Curried parsnip soup
A knob of butter
1 white onion
2 packets of supermarket parsnips
2 vegetable stock cubes in 2 pints of water
2 teaspoons of mild curry powder
Salt and pepper to taste
Milk or cream (optional)
Chop the onion and sweat it in the butter in a large pan. Chop the parsnips and add, handfuls at a time, sweating them with the onions. Once the vegetables have softened add the stock and simmer for around 20 minutes. Once the soup has cooled down blend it with a hand-held mixer (or similar) and add the curry powder and seasoning to taste. The soup can be decanted into individual portion-sized containers and put in the fridge or even frozen ready to be enjoyed on a cold day!

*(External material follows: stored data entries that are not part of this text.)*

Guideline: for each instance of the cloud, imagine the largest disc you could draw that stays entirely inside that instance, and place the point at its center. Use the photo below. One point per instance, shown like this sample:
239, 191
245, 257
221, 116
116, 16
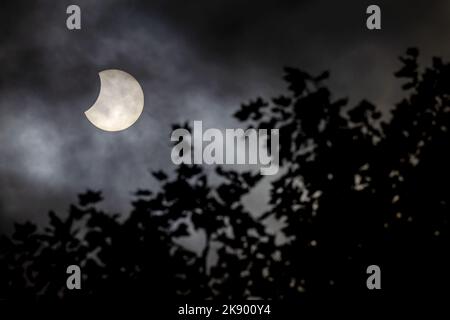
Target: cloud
196, 60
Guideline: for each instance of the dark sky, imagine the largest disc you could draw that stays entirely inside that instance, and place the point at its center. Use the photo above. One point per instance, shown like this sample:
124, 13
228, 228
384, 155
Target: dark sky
196, 60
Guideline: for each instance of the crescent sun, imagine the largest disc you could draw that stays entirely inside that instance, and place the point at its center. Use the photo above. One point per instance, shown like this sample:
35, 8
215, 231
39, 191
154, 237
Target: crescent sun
120, 101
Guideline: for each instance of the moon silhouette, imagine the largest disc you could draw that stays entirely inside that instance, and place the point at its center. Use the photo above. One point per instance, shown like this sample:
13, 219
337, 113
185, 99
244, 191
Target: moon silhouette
119, 103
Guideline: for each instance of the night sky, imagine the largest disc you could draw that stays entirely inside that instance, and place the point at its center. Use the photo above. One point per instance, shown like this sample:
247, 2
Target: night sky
196, 60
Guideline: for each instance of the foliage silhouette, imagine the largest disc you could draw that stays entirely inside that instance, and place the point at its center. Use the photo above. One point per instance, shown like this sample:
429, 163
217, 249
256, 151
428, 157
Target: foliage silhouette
354, 190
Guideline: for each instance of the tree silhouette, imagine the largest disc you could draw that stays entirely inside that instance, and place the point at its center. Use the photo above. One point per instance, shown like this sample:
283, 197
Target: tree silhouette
354, 190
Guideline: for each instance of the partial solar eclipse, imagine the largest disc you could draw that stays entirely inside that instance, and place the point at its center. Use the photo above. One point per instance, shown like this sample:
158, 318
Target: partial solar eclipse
119, 103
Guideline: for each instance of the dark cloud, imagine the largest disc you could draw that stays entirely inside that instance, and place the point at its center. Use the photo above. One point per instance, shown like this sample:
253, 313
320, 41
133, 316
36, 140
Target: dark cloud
194, 59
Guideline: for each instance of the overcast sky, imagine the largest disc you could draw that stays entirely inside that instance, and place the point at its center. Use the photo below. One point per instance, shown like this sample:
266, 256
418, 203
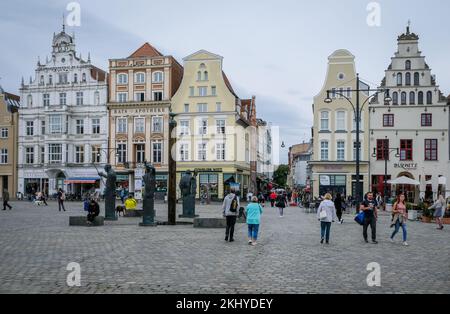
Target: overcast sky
276, 50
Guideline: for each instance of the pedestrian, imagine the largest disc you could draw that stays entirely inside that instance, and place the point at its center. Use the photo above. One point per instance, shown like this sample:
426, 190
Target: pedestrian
439, 211
339, 205
230, 209
326, 215
369, 206
6, 199
94, 211
254, 211
61, 198
400, 217
281, 203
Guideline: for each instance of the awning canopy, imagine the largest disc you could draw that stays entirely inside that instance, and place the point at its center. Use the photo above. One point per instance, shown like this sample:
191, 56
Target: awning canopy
81, 180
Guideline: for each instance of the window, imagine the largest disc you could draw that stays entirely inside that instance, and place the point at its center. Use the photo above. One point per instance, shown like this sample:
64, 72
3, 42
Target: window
184, 152
429, 98
157, 152
431, 150
412, 98
408, 79
416, 79
79, 98
157, 96
140, 153
121, 153
408, 65
46, 99
3, 156
388, 120
54, 153
139, 78
426, 119
95, 126
157, 126
4, 133
340, 151
202, 151
122, 79
30, 128
62, 99
220, 151
79, 154
406, 150
420, 98
184, 127
139, 96
122, 125
340, 120
202, 91
29, 155
158, 77
324, 150
203, 127
220, 125
395, 98
399, 79
122, 97
139, 125
79, 124
55, 124
202, 107
383, 149
324, 121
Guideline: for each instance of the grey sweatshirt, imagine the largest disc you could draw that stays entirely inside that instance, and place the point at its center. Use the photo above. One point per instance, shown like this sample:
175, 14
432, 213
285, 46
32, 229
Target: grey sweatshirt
227, 204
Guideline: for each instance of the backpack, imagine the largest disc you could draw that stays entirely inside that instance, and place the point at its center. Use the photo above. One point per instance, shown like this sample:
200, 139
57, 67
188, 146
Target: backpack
234, 205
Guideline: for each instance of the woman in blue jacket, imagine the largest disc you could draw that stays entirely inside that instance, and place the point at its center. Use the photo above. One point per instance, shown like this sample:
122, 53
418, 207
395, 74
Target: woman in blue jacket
254, 211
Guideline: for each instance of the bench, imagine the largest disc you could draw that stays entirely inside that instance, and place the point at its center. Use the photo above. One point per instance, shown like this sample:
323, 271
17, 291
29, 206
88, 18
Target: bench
82, 221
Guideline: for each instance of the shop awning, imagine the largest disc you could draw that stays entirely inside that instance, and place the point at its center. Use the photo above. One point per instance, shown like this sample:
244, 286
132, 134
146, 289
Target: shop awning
81, 180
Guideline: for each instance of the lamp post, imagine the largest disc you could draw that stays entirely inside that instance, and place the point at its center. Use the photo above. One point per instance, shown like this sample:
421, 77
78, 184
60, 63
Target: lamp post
357, 113
386, 153
172, 197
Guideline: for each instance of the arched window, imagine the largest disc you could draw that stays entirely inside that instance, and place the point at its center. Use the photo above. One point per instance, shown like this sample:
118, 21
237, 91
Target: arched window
408, 79
403, 98
395, 98
408, 65
399, 79
158, 77
429, 98
412, 98
122, 78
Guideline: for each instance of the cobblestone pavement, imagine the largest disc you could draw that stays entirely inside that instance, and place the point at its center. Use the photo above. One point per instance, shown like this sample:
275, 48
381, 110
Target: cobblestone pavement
36, 245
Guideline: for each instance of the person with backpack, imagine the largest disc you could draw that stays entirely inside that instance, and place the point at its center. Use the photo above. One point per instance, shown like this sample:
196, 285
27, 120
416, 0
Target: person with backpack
61, 198
254, 211
230, 209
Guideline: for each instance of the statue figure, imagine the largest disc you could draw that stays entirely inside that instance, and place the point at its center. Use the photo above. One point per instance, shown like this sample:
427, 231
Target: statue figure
188, 187
149, 180
110, 192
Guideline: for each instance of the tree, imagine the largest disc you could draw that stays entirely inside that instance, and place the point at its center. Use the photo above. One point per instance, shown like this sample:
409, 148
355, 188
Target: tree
280, 175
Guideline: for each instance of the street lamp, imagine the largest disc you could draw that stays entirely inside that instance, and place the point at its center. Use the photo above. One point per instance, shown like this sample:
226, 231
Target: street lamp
357, 112
386, 153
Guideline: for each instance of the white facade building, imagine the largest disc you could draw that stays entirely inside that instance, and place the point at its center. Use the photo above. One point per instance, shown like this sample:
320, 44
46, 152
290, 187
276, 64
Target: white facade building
416, 122
63, 123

It’s Burns Night tonight so I wanted to share a new Scottish-themed recipe with you. I love Burns Night because I absolutely love haggis! Even though we’re not a Scottish family my Mum always serves up haggis each year with a side of neeps and tatties. As much as I love my mother’s Burns Night meal this year I fancied doing something slightly different and have taken my favourite Scottish ingredients – haggis, black pudding and whisky – and created this scrummy gnocchi dish. A perfect plate of comfort, I served it with green beans. It was so tasty, it had me and Lovely Livvie, a fellow food fan, going back for seconds!
Haggis, black pudding and whisky cream gnocchi
300ml double cream
A generous tea spoon of Dijon mustard
A generous glug of whisky
A packet of fresh gnocchi (or homemade gnocchi)
Haggis (available from any good butcher)
First to cook the haggis; remove the outer plastic and place into a casserole dish, cover and bake in the oven as per the instructions on the packet. Fluff out the haggis half way through baking.
Unwrap the black pudding and slice. Grill both sides of the black pudding slices for two minutes and set aside.
Heat the cream on a low heat and add the mustard and whisky. I love the flavour of whisky so I tend to add a good glug but if you’re after just a hint of whisky add a couple of tablespoons. Don’t worry, the alcohol will burn out through cooking it. Turn the heat up and simmer the sauce for a few minutes.
Stir in pieces of the cooked haggis.
Cook the gnocchi as per the instructions on the packet (if you’re feeling more adventurous you can make your own gnocchi!). Pour the sauce over the gnocchi and garnish with a couple of slices of black pudding. This is a rich dish so I suggest you enjoy with green beans, curly kale or something equally as fresh and green!